Department of Neurological Surgery, University of Pittsburgh, Pittsburgh, Pennsylvania, United States of America.
Department of Communication Science and Disorders, University of Pittsburgh, Pittsburgh, Pennsylvania, United States of America.
PLoS Biol. 2022 Jul 28;20(7):e3001675. doi: 10.1371/journal.pbio.3001675. eCollection 2022 Jul.
The ability to recognize abstract features of voice during auditory perception is an intricate feat of human audition. For the listener, this occurs in near-automatic fashion to seamlessly extract complex cues from a highly variable auditory signal. Voice perception depends on specialized regions of auditory cortex, including superior temporal gyrus (STG) and superior temporal sulcus (STS). However, the nature of voice encoding at the cortical level remains poorly understood. We leverage intracerebral recordings across human auditory cortex during presentation of voice and nonvoice acoustic stimuli to examine voice encoding at the cortical level in 8 patient-participants undergoing epilepsy surgery evaluation. We show that voice selectivity increases along the auditory hierarchy from supratemporal plane (STP) to the STG and STS. Results show accurate decoding of vocalizations from human auditory cortical activity even in the complete absence of linguistic content. These findings show an early, less-selective temporal window of neural activity in the STG and STS followed by a sustained, strongly voice-selective window. Encoding models demonstrate divergence in the encoding of acoustic features along the auditory hierarchy, wherein STG/STS responses are best explained by voice category and acoustics, as opposed to acoustic features of voice stimuli alone. This is in contrast to neural activity recorded from STP, in which responses were accounted for by acoustic features.
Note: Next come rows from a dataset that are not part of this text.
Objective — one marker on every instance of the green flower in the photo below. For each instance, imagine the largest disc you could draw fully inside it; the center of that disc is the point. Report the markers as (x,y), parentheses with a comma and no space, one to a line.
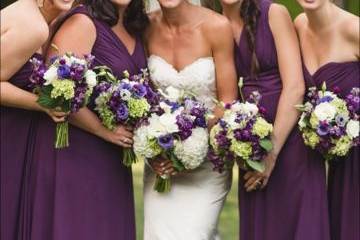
(314,121)
(342,146)
(63,88)
(138,107)
(241,149)
(262,128)
(311,139)
(340,106)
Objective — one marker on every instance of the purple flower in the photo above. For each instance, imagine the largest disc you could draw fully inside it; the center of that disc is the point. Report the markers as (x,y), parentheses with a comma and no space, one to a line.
(166,141)
(323,128)
(63,71)
(122,113)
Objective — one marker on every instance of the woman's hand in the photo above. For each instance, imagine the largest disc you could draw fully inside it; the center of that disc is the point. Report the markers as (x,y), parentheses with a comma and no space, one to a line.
(121,136)
(258,180)
(163,166)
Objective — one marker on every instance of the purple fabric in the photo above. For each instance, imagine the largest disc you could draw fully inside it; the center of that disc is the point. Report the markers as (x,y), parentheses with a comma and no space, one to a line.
(344,173)
(293,206)
(17,138)
(83,191)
These findings support a model of voice perception that engages categorical encoding mechanisms within STG and STS to facilitate feature extraction.
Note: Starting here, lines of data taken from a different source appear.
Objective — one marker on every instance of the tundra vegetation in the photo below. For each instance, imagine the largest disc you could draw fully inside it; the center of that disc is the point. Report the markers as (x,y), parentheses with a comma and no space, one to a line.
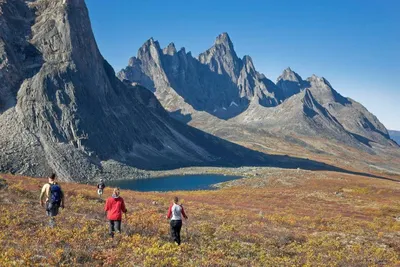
(311,219)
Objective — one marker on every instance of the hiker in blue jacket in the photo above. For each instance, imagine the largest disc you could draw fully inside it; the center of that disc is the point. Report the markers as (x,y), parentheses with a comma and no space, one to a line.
(54,198)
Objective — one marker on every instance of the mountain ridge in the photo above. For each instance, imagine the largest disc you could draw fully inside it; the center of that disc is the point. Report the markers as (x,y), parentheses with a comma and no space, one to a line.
(241,85)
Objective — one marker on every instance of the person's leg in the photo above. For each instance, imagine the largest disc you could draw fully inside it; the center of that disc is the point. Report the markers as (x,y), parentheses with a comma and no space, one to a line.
(172,228)
(178,232)
(111,231)
(118,226)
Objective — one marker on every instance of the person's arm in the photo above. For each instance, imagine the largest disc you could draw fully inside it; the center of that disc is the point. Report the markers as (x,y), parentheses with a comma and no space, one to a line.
(62,204)
(169,212)
(43,193)
(106,207)
(183,213)
(123,208)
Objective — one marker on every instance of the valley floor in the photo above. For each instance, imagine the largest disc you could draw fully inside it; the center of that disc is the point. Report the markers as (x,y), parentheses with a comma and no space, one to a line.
(276,218)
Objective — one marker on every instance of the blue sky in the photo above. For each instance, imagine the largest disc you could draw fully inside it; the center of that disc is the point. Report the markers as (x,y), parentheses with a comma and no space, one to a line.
(355,44)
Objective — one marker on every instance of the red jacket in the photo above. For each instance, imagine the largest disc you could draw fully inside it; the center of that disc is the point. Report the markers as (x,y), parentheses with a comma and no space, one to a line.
(114,208)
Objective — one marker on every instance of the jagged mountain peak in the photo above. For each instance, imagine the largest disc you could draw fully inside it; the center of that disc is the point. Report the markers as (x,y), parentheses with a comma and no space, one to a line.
(248,63)
(290,82)
(290,75)
(223,39)
(170,49)
(151,42)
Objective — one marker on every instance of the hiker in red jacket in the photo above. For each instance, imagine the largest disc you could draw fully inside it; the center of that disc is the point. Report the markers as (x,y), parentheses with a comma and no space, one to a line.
(175,213)
(114,208)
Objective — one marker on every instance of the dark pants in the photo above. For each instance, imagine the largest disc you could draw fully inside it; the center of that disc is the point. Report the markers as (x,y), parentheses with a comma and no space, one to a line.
(176,226)
(52,211)
(115,226)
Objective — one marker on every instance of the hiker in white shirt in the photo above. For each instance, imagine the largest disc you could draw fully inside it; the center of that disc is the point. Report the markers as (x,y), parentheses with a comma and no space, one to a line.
(175,213)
在听觉感知过程中识别声音的抽象特征是人类听觉的一项复杂技能。对于听众来说,这种情况几乎是自动发生的,以便从高度可变的听觉信号中无缝提取复杂线索。语音感知依赖于听觉皮层的特定区域,包括颞上回(STG)和颞上沟(STS)。然而,皮质水平上的语音编码的性质仍知之甚少。我们利用 8 名接受癫痫手术评估的患者参与者在听觉皮层内进行的脑内记录,在呈现语音和非语音声刺激时检查皮质水平上的语音编码。我们表明,从颞平面(STP)到 STG 和 STS,语音选择性沿着听觉层次结构增加。结果表明,即使在完全没有语言内容的情况下,也可以从人类听觉皮层活动中准确解码发声。这些发现表明,在 STG 和 STS 中存在早期、选择性较低的神经活动时间窗口,随后是持续的、强烈的语音选择性窗口。编码模型表明,沿着听觉层次结构,声学特征的编码存在分歧,其中 STG/STS 的反应最好由语音类别和声学解释,而不是仅由语音刺激的声学特征解释。这与从 STP 记录的神经活动形成对比,在 STP 中,反应由声学特征来解释。这些发现支持了一种语音感知模型,该模型在 STG 和 STS 中采用了分类编码机制,以促进特征提取。